Sorry, missed that bit.

If it's 1905, it ain't Victorian, it's Edwardian.

Some of these old buildings did have "cavities", but very, very
few. Some examples date back to the late C.19th., but normally
"cavity walls" were not built at all, any "cavities" being only
by there accident of construction - "rat trap" construction as
used to cheapen construction (bricks laid on edge) is a good
example. If you've walls made of bricks laid with some going
right through the wall, others being laid along it (sorry for
the ultra-simplistic description!) then it is not a cavity wall,
although there may well be hollows in it due to incomplete
filling with mortar. Proper cavity walls only really became
generally used later.


Cavity walls were in the minority in Victorian times, but they were a
standard form of wall construction. They were used primarily in high
wind or wet climates, eg coastal regions.

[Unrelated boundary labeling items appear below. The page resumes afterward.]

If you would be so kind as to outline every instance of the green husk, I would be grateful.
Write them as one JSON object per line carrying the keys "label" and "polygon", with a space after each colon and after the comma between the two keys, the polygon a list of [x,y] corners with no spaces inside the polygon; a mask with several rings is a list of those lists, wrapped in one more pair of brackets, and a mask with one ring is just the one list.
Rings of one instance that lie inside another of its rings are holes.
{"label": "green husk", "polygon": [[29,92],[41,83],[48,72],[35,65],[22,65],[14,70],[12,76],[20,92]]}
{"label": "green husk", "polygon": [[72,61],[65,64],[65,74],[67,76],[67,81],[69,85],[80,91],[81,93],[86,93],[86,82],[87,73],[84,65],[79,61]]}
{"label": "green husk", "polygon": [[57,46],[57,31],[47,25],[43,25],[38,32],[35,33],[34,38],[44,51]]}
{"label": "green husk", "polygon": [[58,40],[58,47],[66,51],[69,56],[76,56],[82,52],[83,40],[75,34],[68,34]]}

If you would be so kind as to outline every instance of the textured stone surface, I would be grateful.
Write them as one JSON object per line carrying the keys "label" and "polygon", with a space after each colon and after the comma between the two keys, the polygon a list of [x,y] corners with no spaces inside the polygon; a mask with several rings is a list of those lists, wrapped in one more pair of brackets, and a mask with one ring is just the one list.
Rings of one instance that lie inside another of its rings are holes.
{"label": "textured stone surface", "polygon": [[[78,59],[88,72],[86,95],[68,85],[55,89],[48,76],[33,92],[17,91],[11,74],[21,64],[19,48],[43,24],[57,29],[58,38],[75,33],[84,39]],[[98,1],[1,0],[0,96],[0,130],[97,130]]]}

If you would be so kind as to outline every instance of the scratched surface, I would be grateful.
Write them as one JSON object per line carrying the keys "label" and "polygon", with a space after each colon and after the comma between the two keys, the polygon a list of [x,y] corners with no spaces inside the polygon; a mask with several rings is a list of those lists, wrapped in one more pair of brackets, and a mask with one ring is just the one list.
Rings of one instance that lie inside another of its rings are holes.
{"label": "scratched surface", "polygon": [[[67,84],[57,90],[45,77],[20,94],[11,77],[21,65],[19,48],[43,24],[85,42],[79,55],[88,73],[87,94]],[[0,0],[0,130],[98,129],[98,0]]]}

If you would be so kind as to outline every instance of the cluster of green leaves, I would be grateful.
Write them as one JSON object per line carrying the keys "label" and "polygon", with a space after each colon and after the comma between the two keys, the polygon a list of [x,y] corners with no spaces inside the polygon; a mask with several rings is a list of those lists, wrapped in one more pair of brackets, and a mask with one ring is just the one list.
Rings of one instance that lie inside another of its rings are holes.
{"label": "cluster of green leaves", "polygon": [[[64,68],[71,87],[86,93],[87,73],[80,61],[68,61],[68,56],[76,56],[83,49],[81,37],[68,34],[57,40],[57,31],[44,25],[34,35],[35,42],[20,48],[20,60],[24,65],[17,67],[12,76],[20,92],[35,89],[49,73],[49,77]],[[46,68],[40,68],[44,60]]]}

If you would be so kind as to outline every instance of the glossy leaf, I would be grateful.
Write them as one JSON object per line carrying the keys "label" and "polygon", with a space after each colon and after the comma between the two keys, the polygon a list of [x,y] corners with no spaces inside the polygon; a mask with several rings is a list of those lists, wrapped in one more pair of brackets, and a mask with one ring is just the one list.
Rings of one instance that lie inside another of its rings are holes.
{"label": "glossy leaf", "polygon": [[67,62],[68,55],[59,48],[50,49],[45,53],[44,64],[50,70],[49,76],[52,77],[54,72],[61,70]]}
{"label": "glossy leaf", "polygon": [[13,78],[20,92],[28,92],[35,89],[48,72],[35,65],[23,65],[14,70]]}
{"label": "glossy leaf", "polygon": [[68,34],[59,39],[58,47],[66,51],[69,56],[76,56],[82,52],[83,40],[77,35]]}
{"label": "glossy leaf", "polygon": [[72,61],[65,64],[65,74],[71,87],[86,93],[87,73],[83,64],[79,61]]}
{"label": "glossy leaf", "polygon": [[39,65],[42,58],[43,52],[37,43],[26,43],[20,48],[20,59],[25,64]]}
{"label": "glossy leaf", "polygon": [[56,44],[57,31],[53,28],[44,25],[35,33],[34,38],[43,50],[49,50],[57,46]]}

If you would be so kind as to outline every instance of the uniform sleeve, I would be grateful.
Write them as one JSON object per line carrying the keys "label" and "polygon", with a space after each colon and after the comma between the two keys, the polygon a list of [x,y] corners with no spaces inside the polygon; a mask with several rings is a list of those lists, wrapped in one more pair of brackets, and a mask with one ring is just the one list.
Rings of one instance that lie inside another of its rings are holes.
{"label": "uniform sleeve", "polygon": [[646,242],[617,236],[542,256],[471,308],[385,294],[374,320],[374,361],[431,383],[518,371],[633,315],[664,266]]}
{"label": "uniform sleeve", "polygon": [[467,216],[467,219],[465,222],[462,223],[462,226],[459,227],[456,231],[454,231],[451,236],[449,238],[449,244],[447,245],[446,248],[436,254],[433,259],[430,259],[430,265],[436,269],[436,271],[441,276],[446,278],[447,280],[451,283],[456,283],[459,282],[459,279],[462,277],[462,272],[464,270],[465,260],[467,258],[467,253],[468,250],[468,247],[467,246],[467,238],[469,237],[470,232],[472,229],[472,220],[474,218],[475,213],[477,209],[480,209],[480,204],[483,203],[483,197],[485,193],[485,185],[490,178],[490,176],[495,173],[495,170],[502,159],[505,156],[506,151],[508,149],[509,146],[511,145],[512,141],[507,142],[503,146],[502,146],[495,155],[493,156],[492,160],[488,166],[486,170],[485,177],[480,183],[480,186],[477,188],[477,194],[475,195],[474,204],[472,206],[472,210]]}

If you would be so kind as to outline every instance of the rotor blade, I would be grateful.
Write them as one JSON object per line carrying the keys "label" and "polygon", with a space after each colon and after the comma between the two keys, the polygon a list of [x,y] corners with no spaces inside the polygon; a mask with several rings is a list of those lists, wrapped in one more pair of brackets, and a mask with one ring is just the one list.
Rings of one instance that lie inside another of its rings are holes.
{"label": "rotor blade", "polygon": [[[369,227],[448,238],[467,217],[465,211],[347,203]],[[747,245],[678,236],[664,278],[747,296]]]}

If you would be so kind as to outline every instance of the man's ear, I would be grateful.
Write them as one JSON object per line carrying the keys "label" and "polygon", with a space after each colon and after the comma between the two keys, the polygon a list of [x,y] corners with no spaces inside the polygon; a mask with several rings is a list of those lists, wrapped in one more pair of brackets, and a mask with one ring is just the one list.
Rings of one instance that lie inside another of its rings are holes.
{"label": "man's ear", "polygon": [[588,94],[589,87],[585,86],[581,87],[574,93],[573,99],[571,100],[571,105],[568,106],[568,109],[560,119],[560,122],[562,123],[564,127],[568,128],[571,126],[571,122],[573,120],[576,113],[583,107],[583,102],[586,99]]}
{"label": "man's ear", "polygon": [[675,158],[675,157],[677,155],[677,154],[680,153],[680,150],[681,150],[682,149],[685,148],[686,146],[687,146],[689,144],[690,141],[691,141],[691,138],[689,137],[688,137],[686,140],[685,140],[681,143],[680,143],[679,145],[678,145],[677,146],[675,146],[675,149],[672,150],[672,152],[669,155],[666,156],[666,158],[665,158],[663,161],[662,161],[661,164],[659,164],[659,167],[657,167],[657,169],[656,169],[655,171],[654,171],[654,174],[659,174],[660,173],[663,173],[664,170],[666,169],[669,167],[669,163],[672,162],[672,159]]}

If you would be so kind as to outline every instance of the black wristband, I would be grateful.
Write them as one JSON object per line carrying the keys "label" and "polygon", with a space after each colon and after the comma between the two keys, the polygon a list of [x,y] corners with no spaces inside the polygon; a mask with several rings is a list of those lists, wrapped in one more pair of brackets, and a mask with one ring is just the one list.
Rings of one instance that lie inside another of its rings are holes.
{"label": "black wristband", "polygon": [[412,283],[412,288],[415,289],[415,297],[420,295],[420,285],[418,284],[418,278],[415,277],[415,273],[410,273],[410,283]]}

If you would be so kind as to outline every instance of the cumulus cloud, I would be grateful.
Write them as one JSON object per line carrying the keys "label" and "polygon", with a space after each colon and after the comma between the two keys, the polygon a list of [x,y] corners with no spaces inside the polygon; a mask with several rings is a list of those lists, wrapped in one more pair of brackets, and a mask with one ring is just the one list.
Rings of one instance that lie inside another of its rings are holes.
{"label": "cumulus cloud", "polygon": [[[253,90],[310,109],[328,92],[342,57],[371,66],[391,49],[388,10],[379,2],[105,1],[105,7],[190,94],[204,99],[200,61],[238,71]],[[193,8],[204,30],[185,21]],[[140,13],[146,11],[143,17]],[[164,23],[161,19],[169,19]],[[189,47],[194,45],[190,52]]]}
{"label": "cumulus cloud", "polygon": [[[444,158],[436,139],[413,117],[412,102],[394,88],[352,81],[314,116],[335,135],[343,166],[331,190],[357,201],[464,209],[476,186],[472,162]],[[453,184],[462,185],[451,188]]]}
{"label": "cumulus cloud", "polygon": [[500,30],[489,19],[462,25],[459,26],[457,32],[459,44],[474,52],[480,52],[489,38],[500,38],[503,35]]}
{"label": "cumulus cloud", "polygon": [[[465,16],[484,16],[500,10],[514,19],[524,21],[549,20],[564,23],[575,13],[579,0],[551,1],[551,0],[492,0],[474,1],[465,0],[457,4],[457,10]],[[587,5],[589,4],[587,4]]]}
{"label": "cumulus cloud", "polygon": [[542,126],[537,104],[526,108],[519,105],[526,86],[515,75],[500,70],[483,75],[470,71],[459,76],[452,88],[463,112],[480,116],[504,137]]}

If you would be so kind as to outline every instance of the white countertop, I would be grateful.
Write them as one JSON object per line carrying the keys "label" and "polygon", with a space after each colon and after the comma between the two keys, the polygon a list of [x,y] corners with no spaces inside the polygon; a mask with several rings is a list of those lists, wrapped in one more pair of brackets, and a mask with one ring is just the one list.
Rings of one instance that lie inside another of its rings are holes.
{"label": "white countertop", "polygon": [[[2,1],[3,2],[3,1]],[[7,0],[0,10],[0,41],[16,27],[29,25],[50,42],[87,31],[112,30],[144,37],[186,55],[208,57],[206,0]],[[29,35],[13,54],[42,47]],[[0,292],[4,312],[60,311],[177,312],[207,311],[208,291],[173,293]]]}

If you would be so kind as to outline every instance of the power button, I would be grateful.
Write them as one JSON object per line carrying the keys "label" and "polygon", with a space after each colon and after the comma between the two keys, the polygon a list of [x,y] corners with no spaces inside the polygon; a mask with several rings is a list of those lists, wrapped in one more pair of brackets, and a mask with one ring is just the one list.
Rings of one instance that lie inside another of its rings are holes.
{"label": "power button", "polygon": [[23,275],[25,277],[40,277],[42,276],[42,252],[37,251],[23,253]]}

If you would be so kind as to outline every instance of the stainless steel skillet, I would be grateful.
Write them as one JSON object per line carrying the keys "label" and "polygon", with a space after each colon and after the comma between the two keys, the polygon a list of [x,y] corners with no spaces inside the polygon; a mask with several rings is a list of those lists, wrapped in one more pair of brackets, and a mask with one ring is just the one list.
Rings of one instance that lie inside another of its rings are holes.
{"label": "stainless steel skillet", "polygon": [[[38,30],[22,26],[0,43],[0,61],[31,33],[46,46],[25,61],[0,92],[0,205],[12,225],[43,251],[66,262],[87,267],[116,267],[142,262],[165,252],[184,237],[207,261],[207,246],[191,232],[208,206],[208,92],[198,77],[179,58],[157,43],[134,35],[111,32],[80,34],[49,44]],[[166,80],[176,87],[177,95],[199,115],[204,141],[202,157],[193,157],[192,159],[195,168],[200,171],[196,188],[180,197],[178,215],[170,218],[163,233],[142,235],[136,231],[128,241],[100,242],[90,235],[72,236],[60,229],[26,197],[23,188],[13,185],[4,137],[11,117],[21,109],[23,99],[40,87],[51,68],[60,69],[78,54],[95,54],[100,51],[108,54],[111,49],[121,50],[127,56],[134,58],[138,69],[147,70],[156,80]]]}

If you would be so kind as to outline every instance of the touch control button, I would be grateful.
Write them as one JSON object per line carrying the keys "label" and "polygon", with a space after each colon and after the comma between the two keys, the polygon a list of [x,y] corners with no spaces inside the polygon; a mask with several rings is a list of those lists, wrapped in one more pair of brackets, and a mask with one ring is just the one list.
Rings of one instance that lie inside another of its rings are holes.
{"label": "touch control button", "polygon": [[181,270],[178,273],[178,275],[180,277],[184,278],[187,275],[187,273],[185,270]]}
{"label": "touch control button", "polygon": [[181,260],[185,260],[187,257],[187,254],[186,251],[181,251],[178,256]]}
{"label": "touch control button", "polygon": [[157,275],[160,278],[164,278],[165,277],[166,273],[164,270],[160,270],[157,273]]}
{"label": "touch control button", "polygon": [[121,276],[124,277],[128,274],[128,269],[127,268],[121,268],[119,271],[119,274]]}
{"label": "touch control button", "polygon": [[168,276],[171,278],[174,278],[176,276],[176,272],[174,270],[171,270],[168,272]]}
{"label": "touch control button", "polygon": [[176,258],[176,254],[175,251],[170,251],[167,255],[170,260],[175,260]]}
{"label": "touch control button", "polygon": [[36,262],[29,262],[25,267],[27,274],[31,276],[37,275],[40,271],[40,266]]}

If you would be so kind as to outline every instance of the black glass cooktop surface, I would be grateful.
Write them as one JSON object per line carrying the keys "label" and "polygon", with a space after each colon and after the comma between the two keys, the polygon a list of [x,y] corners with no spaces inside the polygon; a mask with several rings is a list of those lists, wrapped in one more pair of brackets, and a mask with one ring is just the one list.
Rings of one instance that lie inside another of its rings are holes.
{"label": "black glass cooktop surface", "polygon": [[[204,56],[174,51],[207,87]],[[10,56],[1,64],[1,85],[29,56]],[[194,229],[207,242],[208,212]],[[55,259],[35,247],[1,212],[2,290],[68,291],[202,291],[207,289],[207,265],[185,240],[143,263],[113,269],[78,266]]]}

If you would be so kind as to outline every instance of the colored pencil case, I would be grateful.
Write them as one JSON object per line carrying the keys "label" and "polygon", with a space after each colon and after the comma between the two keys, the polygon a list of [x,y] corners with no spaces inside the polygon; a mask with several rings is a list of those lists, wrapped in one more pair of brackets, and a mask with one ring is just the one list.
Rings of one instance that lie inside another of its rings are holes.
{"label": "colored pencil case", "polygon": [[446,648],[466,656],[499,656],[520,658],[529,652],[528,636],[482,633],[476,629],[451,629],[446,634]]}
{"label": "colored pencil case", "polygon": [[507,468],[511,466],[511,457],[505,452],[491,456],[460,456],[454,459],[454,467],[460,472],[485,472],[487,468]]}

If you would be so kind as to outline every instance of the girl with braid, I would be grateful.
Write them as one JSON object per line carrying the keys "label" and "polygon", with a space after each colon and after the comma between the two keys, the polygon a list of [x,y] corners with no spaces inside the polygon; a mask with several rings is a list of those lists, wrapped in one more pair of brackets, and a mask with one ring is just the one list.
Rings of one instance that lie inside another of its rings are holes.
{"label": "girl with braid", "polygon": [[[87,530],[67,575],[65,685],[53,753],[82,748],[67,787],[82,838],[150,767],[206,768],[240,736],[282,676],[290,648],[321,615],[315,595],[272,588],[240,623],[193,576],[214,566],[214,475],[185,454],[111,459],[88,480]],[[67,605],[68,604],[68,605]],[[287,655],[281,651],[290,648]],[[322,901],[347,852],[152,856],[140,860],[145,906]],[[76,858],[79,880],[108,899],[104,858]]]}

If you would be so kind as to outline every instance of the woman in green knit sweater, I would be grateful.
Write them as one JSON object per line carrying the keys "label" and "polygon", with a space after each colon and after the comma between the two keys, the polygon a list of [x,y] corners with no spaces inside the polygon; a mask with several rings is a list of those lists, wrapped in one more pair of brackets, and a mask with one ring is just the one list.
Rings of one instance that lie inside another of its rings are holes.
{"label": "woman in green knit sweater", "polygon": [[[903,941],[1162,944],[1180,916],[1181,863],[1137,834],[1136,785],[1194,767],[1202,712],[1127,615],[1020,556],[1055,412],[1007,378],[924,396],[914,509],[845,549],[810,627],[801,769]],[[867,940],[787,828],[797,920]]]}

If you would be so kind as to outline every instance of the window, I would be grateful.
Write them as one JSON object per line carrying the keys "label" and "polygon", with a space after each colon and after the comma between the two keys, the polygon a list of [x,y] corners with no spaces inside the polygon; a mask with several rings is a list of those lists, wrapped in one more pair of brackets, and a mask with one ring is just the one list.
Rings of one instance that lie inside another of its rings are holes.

The advantage recognised was
that penetration of water into the outer leaf did not make the inner
leaf wet, and the outer leaf would dry out again before the inner
became damp. Only in the 1930s was the insulation benefit widely
appreciated, and only then did cavities become the norm.

Victorian cavity walls were not the uniform cavity walls we're used to
today. Vic houses typically used a variety of brick bonds. Half inch
cavities were common, often tied, often not. 4" bridged cavity ratbond
walls were also used, though not very common. And of course there is
also the random cavity stone wall, which dates back a very long way.